As a supplement, considering it could be a big reconstruction
redefining internal and external traffic and touching metric names in
almost all operators, this requires a lot of discussions and we might
do it finally in Flink 2.0. I think compatibility is a bigger blocker
in front of us, as the output of sink is a metric that users care a
lot about.

Thanks,
Qingsheng

On Wed, Oct 12, 2022 at 6:20 PM Qingsheng Ren <re...@apache.org> wrote:
>
> Thanks Chesnay for the reply. +1 for making a unified and clearer
> metric definition distinguishing internal and external data transfers.

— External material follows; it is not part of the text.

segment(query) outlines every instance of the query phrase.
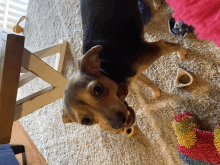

> As you described, having IO in operators is quite common such as
> dimension tables in Table/SQL API. This definitely deserves a FLIP and
> an overall design.
>
> However I think it's necessary to change the metric back to
> numRecordsOut instead of sticking with numRecordsSend in 1.15 and
> 1.16. The most important argument is for compatibility as I mentioned
> in my previous email, otherwise all users have to modify their configs
> of metric systems after upgrading to Flink 1.15+, and all custom
> connectors have to change their implementations to migrate to the new
> metric name. I believe other ones participating and approving this
> proposal share the same concern about compatibility too. Also
> considering this issue is blocking the release of 1.16, maybe we could
> fix this asap, and as for defining a new metric for internal data
> transfers we can have an in-depth discussion later. WDYT?
>
> Best,
> Qingsheng
>
> On Tue, Oct 11, 2022 at 6:06 PM Chesnay Schepler <ches...@apache.org> wrote:
> >
> > Currently I think that would be a mistake.
> >
> > Ultimately what we have here is the culmination of us never really 
> > considering how the numRecordsOut metric should behave for operators that 
> > emit data to other operators _and_ external systems. This goes beyond sinks.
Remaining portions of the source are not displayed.